『ビブリア古書堂の事件手帖III ~扉子と虚ろな夢~』三上延

古書店 ミステリ・ホラー

ビブリア古書堂の事件手帖~扉子と虚ろな夢~』、今回は親子三代にわたる古書の物語です。

亡き父親の蔵書をめぐるミステリ。扉子と栞子、そして智恵子の関係が複雑に絡み合います。

『ビブリア古書堂の事件手帖III ~扉子と虚ろな夢~』あらすじ

プロローグ・五日前
樋口佳穂という女性がビブリア古書堂を訪ねてくる。離婚した前夫の残した蔵書を息子に相続させたいが、元舅の古書店主・杉尾正臣が息子の蔵書を売ろうとしている、と相談を受ける。

初日・映画パンフレット『怪獣島の決戦 ゴジラの息子』 
藤沢のデパートで行われた古本市。樋口恭一郎は祖父から父の蔵書を売るため、古本市のバイトを依頼される。複雑な思い出訪れた会場には、本のことになると話が止まらない、不思議な美少女・扉子がいた。


恭一郎は映画パンフレットの盗難事件に巻き込まれるものの、扉子の推理で事件は解決する。しかし、パンフレットに意外な事実が判明して…

間章一・五日前
栞子は不在中の古本市の手伝いを扉子に頼む。智恵子の思惑を感じながら…。

二日目・樋口一葉『通俗書簡文』 
樋口一葉の本から連番の貴重な五千円札が見つかる。

間章二・半年前
無くなる前、杉尾康明は智恵子を訪ねる。智恵子は康明にある頼み事をする。

最終日・夢野久作『ドグラ・マグラ』
康明の愛読書だった『ドグラ・マグラ』。サイン入りの貴重な初版本が見つかる。その裏にいるのが智恵子だった。果たして康明の蔵書はどうなるのか。

エピローグ・一ヶ月後
新たな対決と野望のはじまり。

本の呪い

本作には、本に魅入られてしまった人々がでてきます。愛するにしろ、憎むにしろ、本は彼らに多大な影響を与えていきます。

亡くなった人の蔵書がこんなにも人々を翻弄するのは、読んでいて恐ろしくなりました。

読書は男にとって大きな力になった。(中略)しかし、大きな力はたやすく呪いに変わるのだ。

本を読まない人間からしたら、本は単なる紙の束でしかありません。しかし、本に魅入られた人々はその中に世界を構築する。
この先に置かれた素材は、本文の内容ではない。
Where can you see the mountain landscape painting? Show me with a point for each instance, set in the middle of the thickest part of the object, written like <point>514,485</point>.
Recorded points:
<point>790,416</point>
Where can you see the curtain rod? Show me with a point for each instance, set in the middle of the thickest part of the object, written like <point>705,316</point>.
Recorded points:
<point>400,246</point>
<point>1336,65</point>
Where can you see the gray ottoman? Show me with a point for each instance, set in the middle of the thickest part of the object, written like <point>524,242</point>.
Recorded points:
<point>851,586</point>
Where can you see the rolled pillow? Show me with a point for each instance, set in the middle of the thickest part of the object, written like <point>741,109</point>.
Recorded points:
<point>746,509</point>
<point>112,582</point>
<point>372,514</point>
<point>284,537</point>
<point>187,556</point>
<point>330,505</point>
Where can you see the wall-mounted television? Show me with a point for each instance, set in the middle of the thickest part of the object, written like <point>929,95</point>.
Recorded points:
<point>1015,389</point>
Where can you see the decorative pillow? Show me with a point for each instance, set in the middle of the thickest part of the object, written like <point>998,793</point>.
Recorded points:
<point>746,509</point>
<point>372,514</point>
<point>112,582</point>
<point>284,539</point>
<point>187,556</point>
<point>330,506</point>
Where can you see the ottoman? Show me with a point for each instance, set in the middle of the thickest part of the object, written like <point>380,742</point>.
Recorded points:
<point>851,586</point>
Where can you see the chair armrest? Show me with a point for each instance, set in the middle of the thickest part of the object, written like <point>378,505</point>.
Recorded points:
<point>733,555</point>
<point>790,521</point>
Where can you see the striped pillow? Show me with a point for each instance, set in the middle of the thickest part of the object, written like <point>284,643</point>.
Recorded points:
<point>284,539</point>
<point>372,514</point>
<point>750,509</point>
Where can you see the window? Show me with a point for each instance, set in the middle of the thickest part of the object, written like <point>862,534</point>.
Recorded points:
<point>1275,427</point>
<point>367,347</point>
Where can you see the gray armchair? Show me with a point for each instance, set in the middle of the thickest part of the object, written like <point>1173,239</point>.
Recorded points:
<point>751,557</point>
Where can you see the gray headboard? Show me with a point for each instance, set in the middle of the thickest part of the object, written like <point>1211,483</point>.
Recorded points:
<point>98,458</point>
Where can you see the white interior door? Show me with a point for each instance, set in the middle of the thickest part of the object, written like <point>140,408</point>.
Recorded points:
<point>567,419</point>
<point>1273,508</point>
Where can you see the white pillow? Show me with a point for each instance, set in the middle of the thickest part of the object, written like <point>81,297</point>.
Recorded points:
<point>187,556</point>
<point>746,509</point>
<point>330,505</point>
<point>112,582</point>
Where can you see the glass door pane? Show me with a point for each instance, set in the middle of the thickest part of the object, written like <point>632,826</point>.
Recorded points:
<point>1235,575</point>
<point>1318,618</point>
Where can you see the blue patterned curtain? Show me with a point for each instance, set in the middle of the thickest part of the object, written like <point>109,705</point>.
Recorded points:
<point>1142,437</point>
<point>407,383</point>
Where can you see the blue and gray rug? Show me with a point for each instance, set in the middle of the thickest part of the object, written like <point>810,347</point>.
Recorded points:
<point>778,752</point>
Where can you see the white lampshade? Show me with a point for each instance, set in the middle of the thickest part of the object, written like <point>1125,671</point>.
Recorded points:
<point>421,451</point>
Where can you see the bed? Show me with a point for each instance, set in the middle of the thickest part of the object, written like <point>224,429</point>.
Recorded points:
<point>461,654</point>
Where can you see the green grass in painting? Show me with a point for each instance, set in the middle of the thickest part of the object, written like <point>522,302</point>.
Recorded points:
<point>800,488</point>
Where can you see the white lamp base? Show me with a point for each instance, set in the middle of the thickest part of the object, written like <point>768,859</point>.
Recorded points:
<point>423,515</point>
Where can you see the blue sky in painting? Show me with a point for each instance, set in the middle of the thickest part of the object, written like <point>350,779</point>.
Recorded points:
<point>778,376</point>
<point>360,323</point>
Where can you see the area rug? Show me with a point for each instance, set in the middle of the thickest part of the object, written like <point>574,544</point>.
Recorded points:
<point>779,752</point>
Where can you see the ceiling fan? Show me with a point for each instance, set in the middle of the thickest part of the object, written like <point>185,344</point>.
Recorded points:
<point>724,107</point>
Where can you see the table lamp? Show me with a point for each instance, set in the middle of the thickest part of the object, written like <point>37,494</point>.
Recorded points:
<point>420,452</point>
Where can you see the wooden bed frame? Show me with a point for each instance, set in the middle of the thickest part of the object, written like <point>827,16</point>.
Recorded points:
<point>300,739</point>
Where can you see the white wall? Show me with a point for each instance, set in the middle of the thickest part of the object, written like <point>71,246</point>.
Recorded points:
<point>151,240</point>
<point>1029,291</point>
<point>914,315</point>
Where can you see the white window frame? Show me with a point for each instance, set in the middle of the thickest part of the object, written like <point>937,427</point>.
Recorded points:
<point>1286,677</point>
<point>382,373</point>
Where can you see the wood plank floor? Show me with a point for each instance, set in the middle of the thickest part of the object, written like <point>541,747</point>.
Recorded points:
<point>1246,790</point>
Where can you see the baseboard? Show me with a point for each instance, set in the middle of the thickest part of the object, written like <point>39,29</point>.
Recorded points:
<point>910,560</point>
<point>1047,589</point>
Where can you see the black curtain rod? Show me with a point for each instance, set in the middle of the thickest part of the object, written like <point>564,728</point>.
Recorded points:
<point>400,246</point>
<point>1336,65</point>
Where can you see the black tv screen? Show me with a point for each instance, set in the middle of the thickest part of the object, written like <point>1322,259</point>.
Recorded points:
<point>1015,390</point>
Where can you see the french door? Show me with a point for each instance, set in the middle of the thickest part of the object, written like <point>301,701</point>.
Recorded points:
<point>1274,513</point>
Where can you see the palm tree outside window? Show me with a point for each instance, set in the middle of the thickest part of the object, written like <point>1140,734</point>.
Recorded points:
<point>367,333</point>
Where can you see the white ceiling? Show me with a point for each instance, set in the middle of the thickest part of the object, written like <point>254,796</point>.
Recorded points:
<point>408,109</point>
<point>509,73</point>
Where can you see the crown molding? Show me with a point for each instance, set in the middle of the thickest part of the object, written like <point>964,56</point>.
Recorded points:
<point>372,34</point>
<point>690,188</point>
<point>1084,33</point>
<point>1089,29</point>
そして、自分の世界を守るため、時に他者を犠牲にしてしまう。

本に興味を持ち始めた恭一郎や扉子も、いつかは本の呪いがかかってしまうのでしょうか…。

智恵子の野望と栞子の決心

新シリーズになり、扉子ちゃんメインの話かと思いきや、栞子さんも活躍します。前作で対決した母・篠川智恵子の野望が絡んでくるからでしょう。

智恵子さんの野望に、扉子ちゃんが狙われていると気づいた栞子さんは、もう一度、母に向かい合います。

一度は和解した母子ですが、人間、そう簡単には切り替えられませんよね。ましてや「本」が絡めばなおさらです。

彼女たちにとって、本は世界のすべてなのですから。

栞子さんも昔は人見知りで本以外には無頓着、そのため人の嫉妬や野望に巻き込まれていました。でも母となったことで、扉子ちゃんや周りの人々智恵子さんから守る決心をします。

もちろん、大輔くんも一緒に。

あ、そして相変わらず栞子さんと大輔くんはラブラブファイヤー(登場人物の坂口しのぶさん命名)でした。(笑)

結婚20年にもなろうというのに、「早く会いたかった…」「大輔くんの夢ばかり見てました」だの、イチャイチャしております。